Question

Find the frequency of light which ejects electrons from a metal surface fully stopped by a retarding potential of 3 V. The photoelectric effect begins in this metal at a frequency of \(6 \times 10^{15}\) Hz.

• A. \(1.324 \times 10^{15}\) Hz
• B. \(2.295 \times 10^{16}\) Hz
• C. \(3.678 \times 10^{18}\) Hz
• D. \(2.7 \times 10^{14}\) Hz

Hint:

In the photoelectric effect, $eV_s = h\nu - \phi = h(\nu - \nu_0)$. Solve for $\nu = eV_s/h + \nu_0$.

Answer 1

The Correct Option is A

Step 1: Understanding the Concept:
Einstein's photoelectric equation: \(eV_s = h(\nu - \nu_0)\), where \(\nu_0\) is the threshold frequency.
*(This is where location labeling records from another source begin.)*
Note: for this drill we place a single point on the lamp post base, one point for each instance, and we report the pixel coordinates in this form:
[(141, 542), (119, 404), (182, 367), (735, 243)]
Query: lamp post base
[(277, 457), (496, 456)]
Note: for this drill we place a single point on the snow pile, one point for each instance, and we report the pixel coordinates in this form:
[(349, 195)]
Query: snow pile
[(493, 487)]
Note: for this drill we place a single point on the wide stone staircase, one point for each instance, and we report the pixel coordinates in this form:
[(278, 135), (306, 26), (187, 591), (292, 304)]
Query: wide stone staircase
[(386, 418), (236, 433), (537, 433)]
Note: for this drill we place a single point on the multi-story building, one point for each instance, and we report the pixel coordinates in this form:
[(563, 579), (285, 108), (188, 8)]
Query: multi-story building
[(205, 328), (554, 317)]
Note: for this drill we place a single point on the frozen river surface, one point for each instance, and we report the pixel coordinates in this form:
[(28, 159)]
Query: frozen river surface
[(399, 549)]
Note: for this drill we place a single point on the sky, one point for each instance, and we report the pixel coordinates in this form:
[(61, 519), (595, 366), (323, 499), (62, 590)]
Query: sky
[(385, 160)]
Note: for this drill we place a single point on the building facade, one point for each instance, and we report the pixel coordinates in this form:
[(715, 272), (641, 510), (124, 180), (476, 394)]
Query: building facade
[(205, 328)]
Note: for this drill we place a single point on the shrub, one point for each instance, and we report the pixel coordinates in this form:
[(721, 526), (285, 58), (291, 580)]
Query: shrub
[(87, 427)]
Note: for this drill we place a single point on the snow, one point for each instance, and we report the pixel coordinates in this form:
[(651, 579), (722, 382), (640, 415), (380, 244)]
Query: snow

Step 2: Detailed Explanation:
\[ \nu = \frac{eV_s}{h} + \nu_0 = \frac{1.6\times10^{-19}\times3}{6.63\times10^{-34}} + 6\times10^{15} \] \[ = \frac{4.8\times10^{-19}}{6.63\times10^{-34}} + 6\times10^{15} = 7.23\times10^{14} + 6\times10^{14} \times 10 \] \[ = 7.23\times10^{14} + 60\times10^{14} = 13.23\times10^{14} = 1.323\times10^{15} \text{ Hz} \]

Step 3: Final Answer:
Required frequency \(\approx 1.324 \times 10^{15}\) Hz.